A @Repository also expects that the entity type you specify for the Repository must be a class with the @Entity annotation and various other annotations to make it suitable for use as an entity in the ORM framework. In theory, the interface exposed by the Repository should be a domain model, so you have to be very careful that the requirements for persistence annotations do not compromise the design of the domain model. Often they do - this is a fundamental flaw of the ActiveRecord pattern. My preference in this space is to use a non-ORM framework like jOOQ, which would avoid the use of all of these annotations and allow for clear separation of database operations from domain logic.

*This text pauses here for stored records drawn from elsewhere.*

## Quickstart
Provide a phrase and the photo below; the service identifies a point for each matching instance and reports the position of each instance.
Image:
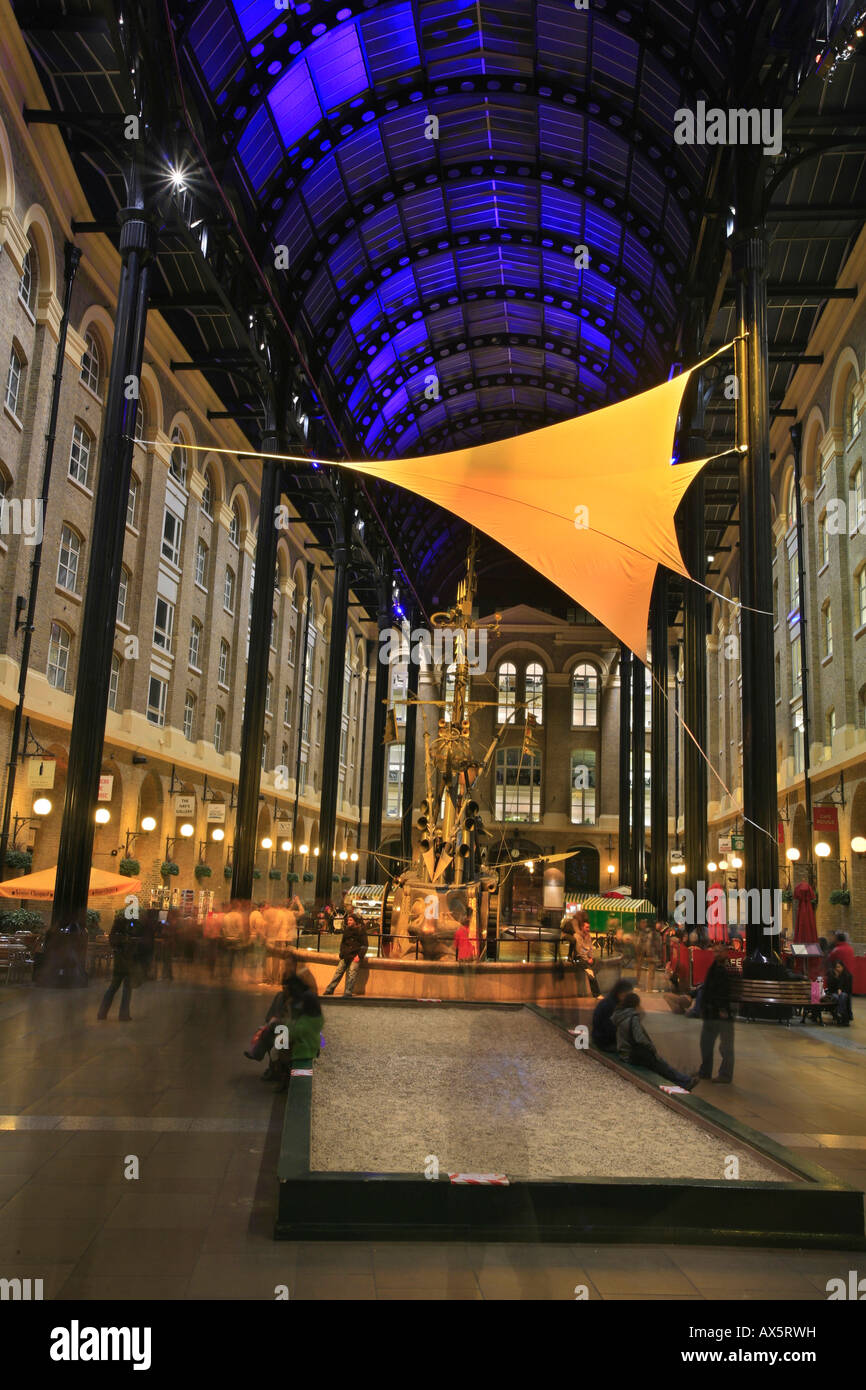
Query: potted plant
(21, 919)
(21, 859)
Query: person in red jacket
(843, 951)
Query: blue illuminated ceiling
(431, 168)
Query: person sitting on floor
(635, 1045)
(603, 1030)
(305, 1040)
(840, 987)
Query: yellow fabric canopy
(42, 884)
(588, 502)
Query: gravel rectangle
(494, 1091)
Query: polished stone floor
(85, 1105)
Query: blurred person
(717, 1014)
(352, 950)
(234, 933)
(125, 941)
(635, 1045)
(602, 1029)
(841, 950)
(840, 987)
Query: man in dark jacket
(635, 1045)
(717, 1015)
(352, 951)
(603, 1032)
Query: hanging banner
(41, 772)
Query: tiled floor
(139, 1162)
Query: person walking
(125, 943)
(352, 950)
(635, 1045)
(717, 1014)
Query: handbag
(259, 1043)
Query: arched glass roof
(487, 220)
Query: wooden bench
(790, 994)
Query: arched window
(59, 658)
(851, 420)
(535, 691)
(207, 496)
(583, 787)
(584, 697)
(177, 464)
(14, 381)
(92, 364)
(79, 455)
(506, 692)
(856, 499)
(114, 681)
(27, 285)
(67, 560)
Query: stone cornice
(13, 238)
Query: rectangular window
(517, 786)
(797, 670)
(114, 681)
(189, 715)
(394, 781)
(59, 658)
(583, 787)
(79, 455)
(163, 624)
(67, 563)
(171, 538)
(157, 694)
(13, 382)
(202, 565)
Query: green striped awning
(633, 906)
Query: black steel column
(334, 702)
(624, 845)
(658, 751)
(99, 615)
(409, 747)
(252, 730)
(380, 713)
(759, 792)
(638, 795)
(71, 259)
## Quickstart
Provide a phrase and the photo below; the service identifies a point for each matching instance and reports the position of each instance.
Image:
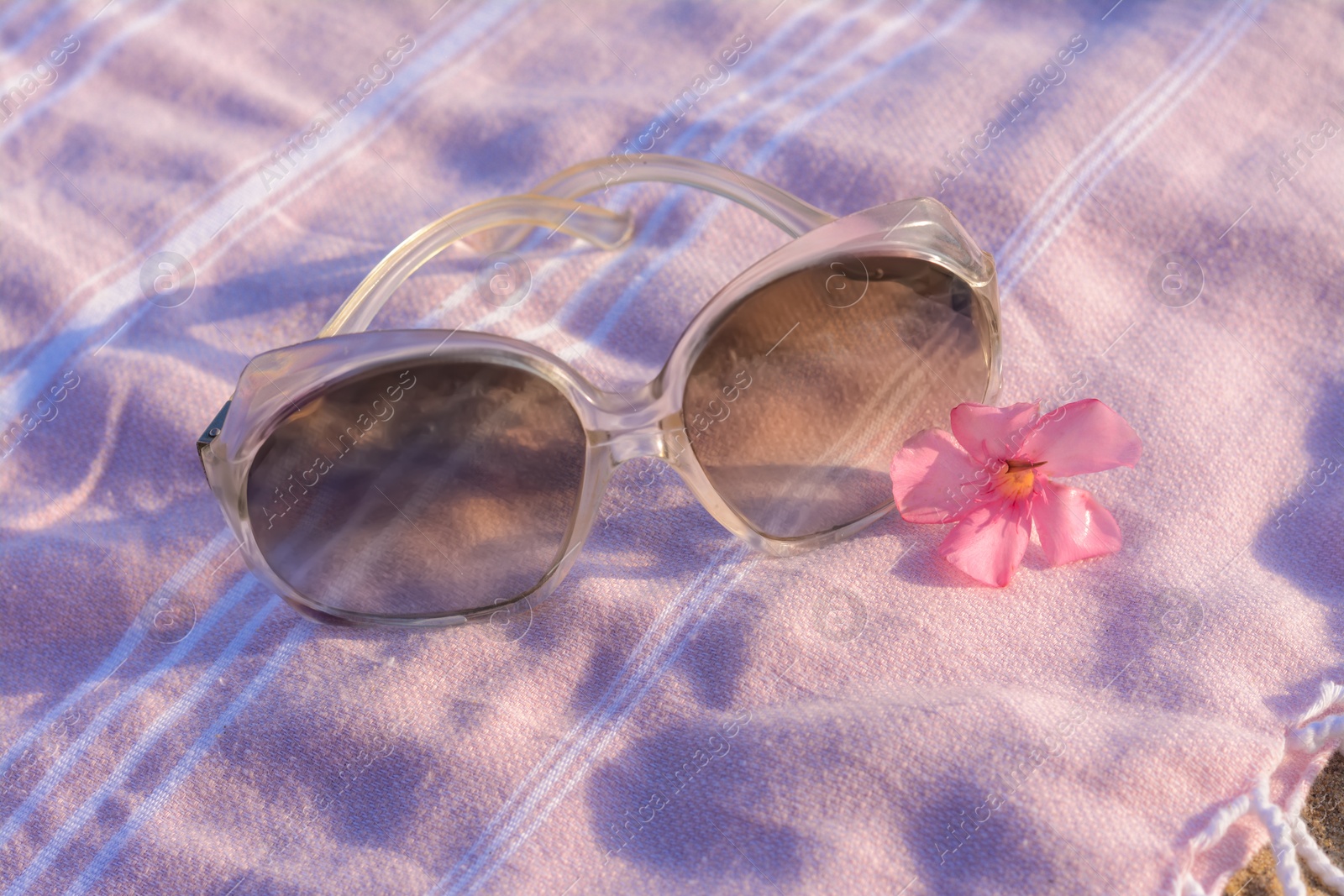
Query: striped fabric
(1162, 187)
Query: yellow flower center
(1016, 479)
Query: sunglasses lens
(806, 389)
(432, 490)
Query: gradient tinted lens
(428, 490)
(804, 392)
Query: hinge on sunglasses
(212, 432)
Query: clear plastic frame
(645, 422)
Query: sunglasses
(430, 477)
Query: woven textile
(1160, 187)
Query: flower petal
(988, 544)
(992, 432)
(1082, 437)
(1073, 524)
(933, 479)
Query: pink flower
(996, 479)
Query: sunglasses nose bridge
(640, 430)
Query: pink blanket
(685, 715)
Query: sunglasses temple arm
(781, 208)
(598, 226)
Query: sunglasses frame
(618, 426)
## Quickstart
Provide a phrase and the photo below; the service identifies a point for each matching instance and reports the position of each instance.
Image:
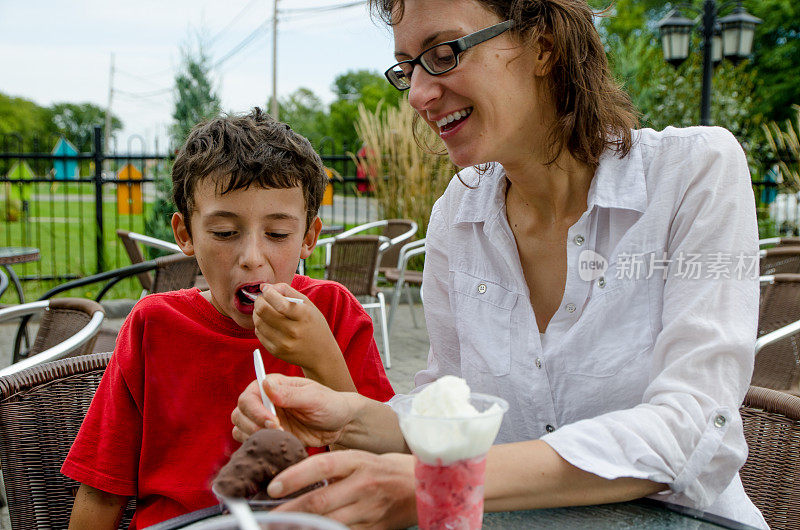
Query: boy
(247, 190)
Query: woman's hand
(364, 490)
(311, 411)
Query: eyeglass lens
(436, 60)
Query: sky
(54, 51)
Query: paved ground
(409, 353)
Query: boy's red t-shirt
(159, 427)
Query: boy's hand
(296, 333)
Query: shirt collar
(617, 183)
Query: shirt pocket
(613, 333)
(482, 312)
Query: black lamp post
(730, 36)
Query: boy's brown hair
(244, 151)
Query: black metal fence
(70, 204)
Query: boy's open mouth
(247, 294)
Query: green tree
(195, 96)
(776, 57)
(76, 122)
(20, 121)
(305, 112)
(352, 88)
(195, 101)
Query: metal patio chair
(398, 231)
(779, 260)
(354, 263)
(401, 276)
(68, 327)
(777, 363)
(41, 410)
(788, 241)
(134, 242)
(771, 475)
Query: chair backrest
(771, 475)
(781, 259)
(777, 365)
(68, 327)
(394, 229)
(3, 282)
(132, 241)
(173, 272)
(354, 263)
(41, 410)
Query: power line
(321, 9)
(244, 42)
(233, 21)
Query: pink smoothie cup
(450, 461)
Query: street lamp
(731, 36)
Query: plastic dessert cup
(450, 461)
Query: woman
(599, 279)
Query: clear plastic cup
(450, 464)
(271, 521)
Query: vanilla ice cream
(445, 423)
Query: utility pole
(274, 102)
(107, 131)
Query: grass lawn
(62, 227)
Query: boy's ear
(543, 52)
(310, 239)
(182, 236)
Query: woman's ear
(543, 51)
(310, 239)
(181, 232)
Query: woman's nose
(425, 89)
(252, 254)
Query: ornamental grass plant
(405, 161)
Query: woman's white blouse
(641, 371)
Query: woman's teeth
(251, 296)
(457, 115)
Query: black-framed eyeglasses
(442, 57)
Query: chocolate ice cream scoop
(251, 468)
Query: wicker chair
(133, 243)
(398, 231)
(777, 363)
(41, 410)
(172, 272)
(401, 276)
(68, 327)
(354, 264)
(778, 260)
(771, 475)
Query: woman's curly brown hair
(593, 113)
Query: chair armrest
(62, 349)
(361, 228)
(777, 335)
(154, 242)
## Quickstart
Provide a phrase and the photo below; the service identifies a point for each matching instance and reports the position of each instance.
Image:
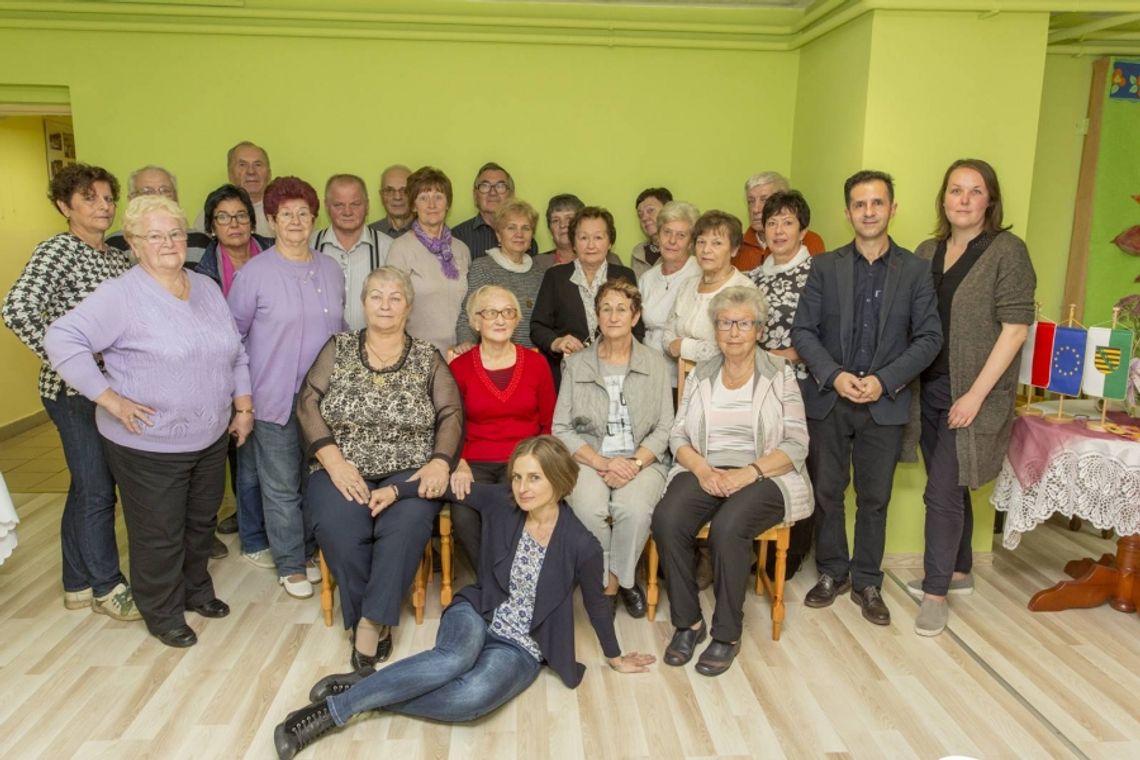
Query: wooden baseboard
(17, 426)
(913, 561)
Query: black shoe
(717, 658)
(212, 609)
(301, 728)
(218, 550)
(335, 684)
(683, 644)
(825, 590)
(361, 661)
(874, 609)
(180, 637)
(634, 599)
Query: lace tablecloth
(8, 521)
(1071, 470)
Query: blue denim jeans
(251, 520)
(277, 451)
(469, 673)
(87, 531)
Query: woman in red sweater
(507, 394)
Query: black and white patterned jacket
(62, 271)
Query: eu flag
(1067, 362)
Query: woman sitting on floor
(489, 648)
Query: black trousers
(374, 560)
(949, 511)
(735, 522)
(170, 505)
(849, 439)
(466, 524)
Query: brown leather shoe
(874, 609)
(825, 590)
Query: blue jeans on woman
(87, 531)
(251, 520)
(277, 450)
(469, 673)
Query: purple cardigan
(285, 312)
(181, 358)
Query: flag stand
(1025, 407)
(1061, 417)
(1104, 402)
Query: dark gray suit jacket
(910, 332)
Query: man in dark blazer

SpringAOP annotations and @Transactional
So far, most of the annotations we’ve seen have been about configuring classes to work within a container (context) provided by the framework, or about wiring in dependencies. But we can also insert framework functionality in between our method calls. These work like the classical model of Aspect-Oriented Programming (“AOP”). Using the @transactional annotation as a specific example, it uses a dynamic proxy to establish a database transaction before the contents of the method are executed. After the method returns, the proxy commits the transaction, or rolls back if an exception is thrown. A former colleague wrote a nice blog post that goes into the details of the workings of dynamic proxies. You may also want to look into cglib, which is an alternative to jdk dynamic proxies.
App Structure
By now, we have enough to understand the overall structure of a Spring app. If we draw out the components of a typical app, it might look something like this:
This view shows that all the code we write in a (simple) Spring Boot app is heavily dependent on the context that Spring provides. For a simple app, very little actual code is needed! It also shows one more thing we cannot forget to mention - Spring Initializr can be used to generate the entire skeleton of an app. It’s the best way to start your Spring projects.
Package Structure
Because the Spring framework provides so many standard features and cross-cutting concerns, it seems to be a common practice to structure by stereotype, i.e. putting web controllers, repositories, data models, etc together. This practice is convenient for demo applications as it emphasizes the different parts of the framework in play. But there is nothing in Spring Boot that requires you to do this and it is generally not the best approach. You can also read a more detailed take on why this is. Remember that the use of packages is still relevant in Spring - Spring components should be some subset of your public classes, but there is a benefit of using encapsulated, package-local classes in your program design. This form of encapsulation is something that I think there should be more of in Java projects being developed with Spring, as it allows for better separation of different components within a single service.
Summary
As we have seen, there’s plenty of different uses of annotations in Spring, corresponding to the various projects. Here we have looked at how the annotations define the overall architecture and have highlighted at the high level how Spring invokes its subprojects to do additional processing of beans based on the type of annotation applied. You will still make mistakes and will still need to consult the docs, but these basic concepts will allow you to fit what you find into your understanding of the system. Going deeper, the dedicated practitioner faces a bit more work to understand the specific affordances enabled by each Spring subproject, and to really understand the implementation by digging into the code.